Yes. To everything. Well, except one little bit of tentative sexism. My experience suggests that the “practical” gene – the one that has you and me preferring a destination bike ride to a day of “exercise” is not gendered.
Watching families on my street – especially the ones with school-age kids, but not only them – the men, while often doing more of the “heavy lifting” chores, are very often the ones who would go for a ride just to go for a ride. Us women often band together for our walks-social time combo. We walk to shopping half a mile away, we paint our houses, mow our lawns, and throw the ball for the dog. In fact, adding them up I think we are probably half-and-half in the gender split for outdoor activities with purpose versus the treadmill, the kayak in the ocean, and marathons. Two women go to the gym. One runs around in circles for exercise.
Do you know about “blue zones”? The places in the world where people live the longest. Most of them don’t do exercise for the sake of exercising. They sit on the floor and stand up. They follow the goats, or walk to the store. No one is putting in hours on the computer or watching TV.
Excellent post. Your thoughts on breadth of knowledge vs. depth of knowledge are a concept I attempted to analyze (in a far less exhaustively researched manner) on my own blog recently. You managed to explain what I was attempting to in much more succinct and scientific terms.
The article you point to re: short attention spans seems interesting as well, though I didn’t read it as it seems far too long…
(Incidentally, we’re both randomly mentioned in this guy’s blog http://www.farmfreshmeat.com/ which is how I ended up here in my random, distracted surfing of the internet).
Cheers.
Greatly appreciate your valuable blog – and indeed most of the Comments – and just want to add an extra aspect, which I believe only exacerbates the problem.

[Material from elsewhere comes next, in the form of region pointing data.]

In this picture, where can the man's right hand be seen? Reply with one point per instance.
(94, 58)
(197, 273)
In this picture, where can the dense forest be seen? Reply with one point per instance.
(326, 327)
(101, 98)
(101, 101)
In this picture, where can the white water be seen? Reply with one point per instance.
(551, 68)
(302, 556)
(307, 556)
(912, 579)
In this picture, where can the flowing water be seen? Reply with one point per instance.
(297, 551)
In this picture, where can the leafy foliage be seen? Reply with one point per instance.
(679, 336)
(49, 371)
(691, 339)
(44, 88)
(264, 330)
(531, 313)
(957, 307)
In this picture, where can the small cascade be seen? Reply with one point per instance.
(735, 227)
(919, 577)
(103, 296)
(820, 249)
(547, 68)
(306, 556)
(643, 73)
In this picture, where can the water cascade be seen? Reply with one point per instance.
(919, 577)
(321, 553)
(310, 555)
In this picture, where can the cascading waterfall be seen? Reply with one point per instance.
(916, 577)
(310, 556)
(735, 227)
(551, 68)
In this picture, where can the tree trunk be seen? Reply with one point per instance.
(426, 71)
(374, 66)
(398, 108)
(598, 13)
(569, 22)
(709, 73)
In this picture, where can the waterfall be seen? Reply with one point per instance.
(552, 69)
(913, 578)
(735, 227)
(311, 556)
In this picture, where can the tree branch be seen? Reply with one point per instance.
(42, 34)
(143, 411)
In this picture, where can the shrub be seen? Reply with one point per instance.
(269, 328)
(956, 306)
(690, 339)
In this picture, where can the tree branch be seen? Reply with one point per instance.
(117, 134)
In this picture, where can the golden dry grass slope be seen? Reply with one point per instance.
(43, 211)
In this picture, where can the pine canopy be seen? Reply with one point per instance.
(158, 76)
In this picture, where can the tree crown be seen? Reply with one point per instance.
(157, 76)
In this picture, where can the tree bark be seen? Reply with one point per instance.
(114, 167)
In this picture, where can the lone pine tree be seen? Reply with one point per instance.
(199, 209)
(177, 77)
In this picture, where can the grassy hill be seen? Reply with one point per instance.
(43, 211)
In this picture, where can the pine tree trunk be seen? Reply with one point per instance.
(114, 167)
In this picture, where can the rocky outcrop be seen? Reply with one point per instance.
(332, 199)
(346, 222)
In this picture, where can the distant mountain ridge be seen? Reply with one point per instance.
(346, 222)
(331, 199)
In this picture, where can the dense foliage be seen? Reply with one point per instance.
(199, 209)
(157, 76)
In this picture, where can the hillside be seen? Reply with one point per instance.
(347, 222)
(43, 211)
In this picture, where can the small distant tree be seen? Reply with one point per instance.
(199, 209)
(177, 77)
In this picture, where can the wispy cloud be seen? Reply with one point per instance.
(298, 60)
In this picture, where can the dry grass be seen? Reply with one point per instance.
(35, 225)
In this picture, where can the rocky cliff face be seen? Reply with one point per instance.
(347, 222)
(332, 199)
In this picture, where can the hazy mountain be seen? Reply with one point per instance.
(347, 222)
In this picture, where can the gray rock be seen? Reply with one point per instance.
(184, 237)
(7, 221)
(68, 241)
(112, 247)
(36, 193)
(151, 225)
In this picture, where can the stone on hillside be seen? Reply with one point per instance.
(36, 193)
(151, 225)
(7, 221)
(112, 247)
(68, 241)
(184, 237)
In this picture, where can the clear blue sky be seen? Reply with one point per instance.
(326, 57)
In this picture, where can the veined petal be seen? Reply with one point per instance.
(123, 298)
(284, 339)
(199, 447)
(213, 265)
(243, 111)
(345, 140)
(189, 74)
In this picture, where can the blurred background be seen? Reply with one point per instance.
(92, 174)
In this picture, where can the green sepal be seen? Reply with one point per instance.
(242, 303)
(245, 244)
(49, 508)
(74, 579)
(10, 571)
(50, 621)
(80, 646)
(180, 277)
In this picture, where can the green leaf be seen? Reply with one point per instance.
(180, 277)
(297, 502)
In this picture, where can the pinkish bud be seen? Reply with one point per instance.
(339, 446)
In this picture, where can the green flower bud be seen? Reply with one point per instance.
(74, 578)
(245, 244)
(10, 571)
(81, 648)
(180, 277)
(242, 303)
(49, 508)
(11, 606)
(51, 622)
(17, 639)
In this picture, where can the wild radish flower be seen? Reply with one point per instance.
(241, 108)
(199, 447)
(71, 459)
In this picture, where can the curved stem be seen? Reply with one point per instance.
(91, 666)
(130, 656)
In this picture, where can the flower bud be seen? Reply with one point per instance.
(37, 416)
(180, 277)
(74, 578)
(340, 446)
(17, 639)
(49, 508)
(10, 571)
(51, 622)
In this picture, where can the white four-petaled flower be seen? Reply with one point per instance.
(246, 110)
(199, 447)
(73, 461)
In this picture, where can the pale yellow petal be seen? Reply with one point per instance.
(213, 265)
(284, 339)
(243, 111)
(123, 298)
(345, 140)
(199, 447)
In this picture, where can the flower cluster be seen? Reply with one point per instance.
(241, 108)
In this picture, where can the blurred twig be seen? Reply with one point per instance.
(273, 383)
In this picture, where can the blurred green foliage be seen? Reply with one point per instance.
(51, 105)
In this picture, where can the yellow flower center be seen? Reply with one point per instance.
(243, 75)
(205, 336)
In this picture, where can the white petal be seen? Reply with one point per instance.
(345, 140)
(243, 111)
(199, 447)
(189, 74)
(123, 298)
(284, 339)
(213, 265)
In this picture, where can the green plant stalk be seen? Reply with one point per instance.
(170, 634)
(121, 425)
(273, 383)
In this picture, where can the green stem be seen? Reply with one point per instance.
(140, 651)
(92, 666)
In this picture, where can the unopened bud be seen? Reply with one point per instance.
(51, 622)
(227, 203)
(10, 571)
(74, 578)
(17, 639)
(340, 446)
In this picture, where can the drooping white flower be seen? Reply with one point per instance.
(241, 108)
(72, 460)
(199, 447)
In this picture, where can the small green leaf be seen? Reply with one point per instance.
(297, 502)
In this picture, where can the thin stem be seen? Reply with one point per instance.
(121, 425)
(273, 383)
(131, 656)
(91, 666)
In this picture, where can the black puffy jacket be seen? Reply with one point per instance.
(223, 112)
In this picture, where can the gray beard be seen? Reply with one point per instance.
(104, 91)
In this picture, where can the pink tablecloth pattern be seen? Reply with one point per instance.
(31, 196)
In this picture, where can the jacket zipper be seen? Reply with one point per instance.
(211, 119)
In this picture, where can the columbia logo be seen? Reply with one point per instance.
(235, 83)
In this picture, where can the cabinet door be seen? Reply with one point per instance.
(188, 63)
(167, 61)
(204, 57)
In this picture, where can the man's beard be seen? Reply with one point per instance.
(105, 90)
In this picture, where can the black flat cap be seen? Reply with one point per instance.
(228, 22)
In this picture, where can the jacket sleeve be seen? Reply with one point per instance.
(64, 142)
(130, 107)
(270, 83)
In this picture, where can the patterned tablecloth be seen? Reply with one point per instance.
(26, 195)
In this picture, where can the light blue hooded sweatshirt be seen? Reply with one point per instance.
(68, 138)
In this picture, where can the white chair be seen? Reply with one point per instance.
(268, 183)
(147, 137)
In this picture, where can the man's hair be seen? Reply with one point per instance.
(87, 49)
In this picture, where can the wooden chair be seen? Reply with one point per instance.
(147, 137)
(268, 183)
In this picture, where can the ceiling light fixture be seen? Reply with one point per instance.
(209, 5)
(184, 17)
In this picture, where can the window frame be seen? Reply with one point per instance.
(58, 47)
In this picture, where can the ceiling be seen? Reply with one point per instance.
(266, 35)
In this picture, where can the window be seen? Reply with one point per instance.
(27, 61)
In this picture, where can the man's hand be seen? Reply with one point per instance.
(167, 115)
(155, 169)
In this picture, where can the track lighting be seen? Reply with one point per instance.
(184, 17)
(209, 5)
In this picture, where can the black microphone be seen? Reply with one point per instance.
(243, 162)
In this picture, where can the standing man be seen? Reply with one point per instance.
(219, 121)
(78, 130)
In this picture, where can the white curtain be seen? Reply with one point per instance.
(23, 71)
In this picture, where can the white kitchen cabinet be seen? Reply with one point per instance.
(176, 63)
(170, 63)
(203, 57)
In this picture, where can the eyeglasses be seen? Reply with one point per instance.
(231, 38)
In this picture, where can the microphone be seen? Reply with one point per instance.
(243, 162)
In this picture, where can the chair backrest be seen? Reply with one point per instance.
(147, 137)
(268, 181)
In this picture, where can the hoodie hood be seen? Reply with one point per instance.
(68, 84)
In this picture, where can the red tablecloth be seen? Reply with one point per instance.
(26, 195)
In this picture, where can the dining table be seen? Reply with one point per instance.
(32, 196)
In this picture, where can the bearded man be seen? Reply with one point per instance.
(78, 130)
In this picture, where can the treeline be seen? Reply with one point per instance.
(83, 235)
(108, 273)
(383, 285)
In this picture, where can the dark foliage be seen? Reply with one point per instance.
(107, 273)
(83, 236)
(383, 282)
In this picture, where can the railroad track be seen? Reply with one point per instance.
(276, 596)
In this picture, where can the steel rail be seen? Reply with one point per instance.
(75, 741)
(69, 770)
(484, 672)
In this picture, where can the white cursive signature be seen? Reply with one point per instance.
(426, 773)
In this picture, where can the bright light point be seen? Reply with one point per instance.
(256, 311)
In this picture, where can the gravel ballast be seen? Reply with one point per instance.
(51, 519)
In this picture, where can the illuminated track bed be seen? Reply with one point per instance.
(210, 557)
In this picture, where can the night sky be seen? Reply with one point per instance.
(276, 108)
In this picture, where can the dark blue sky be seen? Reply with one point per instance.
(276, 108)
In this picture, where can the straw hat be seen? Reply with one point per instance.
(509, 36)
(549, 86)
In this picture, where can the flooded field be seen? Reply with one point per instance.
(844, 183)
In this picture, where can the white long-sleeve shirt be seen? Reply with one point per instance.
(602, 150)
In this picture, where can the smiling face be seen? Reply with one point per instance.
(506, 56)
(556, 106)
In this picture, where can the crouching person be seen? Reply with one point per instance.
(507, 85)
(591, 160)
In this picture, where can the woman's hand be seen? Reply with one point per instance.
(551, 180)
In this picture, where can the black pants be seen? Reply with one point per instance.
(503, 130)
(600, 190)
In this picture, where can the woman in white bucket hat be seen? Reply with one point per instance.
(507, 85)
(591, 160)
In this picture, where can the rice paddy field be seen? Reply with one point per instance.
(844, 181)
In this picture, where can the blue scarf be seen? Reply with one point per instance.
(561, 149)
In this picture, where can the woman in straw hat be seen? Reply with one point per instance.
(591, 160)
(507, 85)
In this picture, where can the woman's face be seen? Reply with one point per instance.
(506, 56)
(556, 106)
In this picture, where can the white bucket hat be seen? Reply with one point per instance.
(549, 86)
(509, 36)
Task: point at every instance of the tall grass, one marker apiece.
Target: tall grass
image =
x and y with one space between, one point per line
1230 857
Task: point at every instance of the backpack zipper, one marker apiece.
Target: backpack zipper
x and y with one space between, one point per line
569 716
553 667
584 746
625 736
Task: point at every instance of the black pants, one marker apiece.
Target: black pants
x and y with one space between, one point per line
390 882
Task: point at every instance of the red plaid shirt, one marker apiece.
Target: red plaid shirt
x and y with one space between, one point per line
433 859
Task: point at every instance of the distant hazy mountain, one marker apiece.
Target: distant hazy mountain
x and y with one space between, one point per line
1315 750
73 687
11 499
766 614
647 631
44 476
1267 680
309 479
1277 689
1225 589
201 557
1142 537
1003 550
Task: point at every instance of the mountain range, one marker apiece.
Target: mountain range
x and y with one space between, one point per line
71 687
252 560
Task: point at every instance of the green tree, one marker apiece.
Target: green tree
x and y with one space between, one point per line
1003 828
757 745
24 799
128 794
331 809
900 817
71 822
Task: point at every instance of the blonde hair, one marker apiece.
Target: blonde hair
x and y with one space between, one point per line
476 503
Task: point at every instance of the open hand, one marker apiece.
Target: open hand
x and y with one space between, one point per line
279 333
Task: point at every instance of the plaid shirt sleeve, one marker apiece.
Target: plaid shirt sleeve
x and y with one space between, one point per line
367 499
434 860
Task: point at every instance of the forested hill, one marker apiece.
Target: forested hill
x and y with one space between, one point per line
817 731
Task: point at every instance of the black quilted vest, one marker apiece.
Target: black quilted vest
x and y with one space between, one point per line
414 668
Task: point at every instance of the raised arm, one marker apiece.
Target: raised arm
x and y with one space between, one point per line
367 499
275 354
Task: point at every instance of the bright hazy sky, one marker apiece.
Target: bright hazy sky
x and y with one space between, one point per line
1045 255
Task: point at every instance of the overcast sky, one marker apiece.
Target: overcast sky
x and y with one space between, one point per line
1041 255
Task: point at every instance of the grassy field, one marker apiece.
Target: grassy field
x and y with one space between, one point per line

I worked in UK manufacturing industry for 30 years and noticed that the number of developmetal technologists shrank in proportion to output, as companies merged, or bought each other. Sometimes, I watched helpless, as inventors with great experience were ‘laid off’ by younger, less experienced bosses, their knowledge and ideas lost to the community in most cases.
Now I note that the “share of job seekers starting their own businesses in the US dropped in the first half of 2010 to the lowest two-quarter rate since outplacement firm Challenger, Gray and Christmas started tracking data in 1989” (San Francisco Chronicle 7/26/10, page D1). This makes the underlying effects of the exessive use of internet, lack of exercise, and so forth, all the more potent.
Moreover, there may be a more sinister aspect: there seems to be less committment to education – even the clunky, vocational kind – now that material goods can be purchased cheaply from rapidly-industrializing countries.